Porto Santo quer tornar-se na primeira ilha portuguesa sem lixo marinho

Projeto pioneiro em Portugal vai transformar a ilha madeirense num local de consciência sobre o uso de plásticos.

Arrancou no dia 1 de setembro um projeto pioneiro em Portugal. O objetivo? Tornar Porto Santo, na Madeira, numa ilha mais consciente sobre o uso de plástico — eventualmente a primeira sem o flagelo do lixo marinho.

A primeira iniciativa deste projeto de limpeza “Porto Santo Sem Lixo Marinho”, decorre no sábado, dia 19 de setembro. A campanha pioneira conta com um cofinanciamento atribuído pelo Programa Ambiente dos EEAGrants mas é liderada pela Associação Natureza Portugal, em associação com a WWF, e vários parceiros institucionais, incluindo a autarquia local. Em conjunto, o grupo pretende travar a fuga de plásticos para o oceano na região e, dessa forma, contribuir para a melhoria ambiental, diferenciação e valorização da ilha do Porto Santo.

A primeira ação, dia 19, em que se assinala o Dia Internacional de Limpeza Costeira, inclui uma campanha de limpeza em zonas costeiras, mas que poderá estender-se a ribeiras e outros espaços que contribuem para a acumulação de lixo marinho. Esta iniciativa é dirigida mais em especial às famílias, de acordo claro, com as contingências da situação de pandemia. Pode-se inscrever na plataforma da Fundação Oceano Azul.

Mas há muito mais a vir, nesta luta contra os plásticos. Ao longo de 18 meses, o projeto será desenvolvido através de três fases. Na primeira, será feita uma avaliação do fluxo e descarga dos resíduos e lixo marinho da ilha, para, numa segunda fase, os agentes poderem proceder a uma otimização da gestão desses resíduos. Na terceira e última etapa do projeto, será feita uma campanha de comunicação e sensibilização que tem como objetivo reduzir radicalmente o consumo de descartáveis e, assim, os plásticos que acabam no mar.

Segundo a WWF, as características da ilha do Porto Santo, que foram reconhecidas na categoria de Reserva da Biosfera da UNESCO, são agora sentidas como o cenário ideal para outras valorizações desta região.
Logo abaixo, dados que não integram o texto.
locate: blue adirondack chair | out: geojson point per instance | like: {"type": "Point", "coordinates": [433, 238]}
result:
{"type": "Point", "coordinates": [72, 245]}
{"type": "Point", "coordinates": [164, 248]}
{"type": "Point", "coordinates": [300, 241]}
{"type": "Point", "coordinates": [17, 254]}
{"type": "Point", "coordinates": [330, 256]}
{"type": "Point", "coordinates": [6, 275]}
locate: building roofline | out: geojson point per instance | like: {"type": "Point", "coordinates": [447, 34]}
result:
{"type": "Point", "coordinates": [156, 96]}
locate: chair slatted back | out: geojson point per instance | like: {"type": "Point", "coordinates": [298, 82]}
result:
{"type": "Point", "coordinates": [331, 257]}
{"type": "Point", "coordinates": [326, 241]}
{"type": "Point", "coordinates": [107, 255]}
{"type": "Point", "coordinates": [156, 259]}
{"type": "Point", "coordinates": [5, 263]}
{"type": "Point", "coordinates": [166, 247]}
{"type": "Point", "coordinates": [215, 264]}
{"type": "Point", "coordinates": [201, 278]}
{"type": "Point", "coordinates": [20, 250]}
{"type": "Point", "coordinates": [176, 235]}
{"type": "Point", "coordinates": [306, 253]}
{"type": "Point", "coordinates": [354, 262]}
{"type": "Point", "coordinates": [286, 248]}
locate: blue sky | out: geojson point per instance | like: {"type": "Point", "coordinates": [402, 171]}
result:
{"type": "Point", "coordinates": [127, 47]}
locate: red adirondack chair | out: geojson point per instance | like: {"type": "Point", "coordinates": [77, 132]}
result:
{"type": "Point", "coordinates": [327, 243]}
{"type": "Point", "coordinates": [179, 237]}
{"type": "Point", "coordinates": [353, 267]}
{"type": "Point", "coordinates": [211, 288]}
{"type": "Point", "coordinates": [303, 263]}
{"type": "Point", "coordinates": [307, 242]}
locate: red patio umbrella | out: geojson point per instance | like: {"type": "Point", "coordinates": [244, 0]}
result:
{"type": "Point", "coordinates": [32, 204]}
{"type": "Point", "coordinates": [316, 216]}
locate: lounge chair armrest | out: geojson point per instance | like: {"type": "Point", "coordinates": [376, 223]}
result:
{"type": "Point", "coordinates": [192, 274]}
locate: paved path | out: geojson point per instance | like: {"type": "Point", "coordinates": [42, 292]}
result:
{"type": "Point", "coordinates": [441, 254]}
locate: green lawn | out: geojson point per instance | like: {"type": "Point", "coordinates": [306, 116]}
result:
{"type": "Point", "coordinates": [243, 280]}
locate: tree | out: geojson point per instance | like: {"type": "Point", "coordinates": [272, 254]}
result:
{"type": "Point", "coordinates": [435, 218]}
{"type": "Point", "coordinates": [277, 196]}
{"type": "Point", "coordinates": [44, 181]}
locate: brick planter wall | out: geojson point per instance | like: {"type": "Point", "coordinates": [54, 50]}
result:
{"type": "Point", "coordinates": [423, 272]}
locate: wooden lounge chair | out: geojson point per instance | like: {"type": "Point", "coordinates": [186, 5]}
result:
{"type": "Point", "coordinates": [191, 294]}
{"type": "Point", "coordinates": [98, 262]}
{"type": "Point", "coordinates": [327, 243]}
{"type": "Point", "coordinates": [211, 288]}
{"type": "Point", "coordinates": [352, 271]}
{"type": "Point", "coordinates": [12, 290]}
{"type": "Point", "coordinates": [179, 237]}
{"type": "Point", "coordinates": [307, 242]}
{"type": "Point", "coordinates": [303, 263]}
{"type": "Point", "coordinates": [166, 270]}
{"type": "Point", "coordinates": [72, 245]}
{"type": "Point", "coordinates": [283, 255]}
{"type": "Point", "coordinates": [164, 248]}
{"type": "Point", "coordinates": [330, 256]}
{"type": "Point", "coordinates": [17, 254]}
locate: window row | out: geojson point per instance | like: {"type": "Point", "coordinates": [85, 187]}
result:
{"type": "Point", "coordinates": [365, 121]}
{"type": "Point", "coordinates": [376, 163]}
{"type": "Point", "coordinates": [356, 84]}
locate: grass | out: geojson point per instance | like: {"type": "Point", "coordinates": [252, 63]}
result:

O projeto pretende testar mecanismos inovadores de recolha e valorização dos resíduos de plástico com o envolvimento de todas as partes interessadas. Algumas destas ações vão desde pontuais limpezas de praia, passando por criar um selo de compromisso com entidades locais e colocar em prática um sistema de recolha de garrafas, até uma App que ajude a identificar pontos críticos de poluição por plásticos.

Com uma população residente superior a 5000 habitantes, esta é uma ilha atlântica de eleição para o turismo, que chega a atingir dormidas anuais à volta das 500.000, nas estações mais quentes. A quantidade de lixo, essencialmente plástico, acumulado nesta região estima-se alta e é urgente, frisa a associação, fazer um levantamento concreto e preciso destes dados. Posteriormente eles serão trabalhados e usados de forma mais operacional para optimizar a gestão destes resíduos na ilha, através de um Plano de Gestão Comunitário.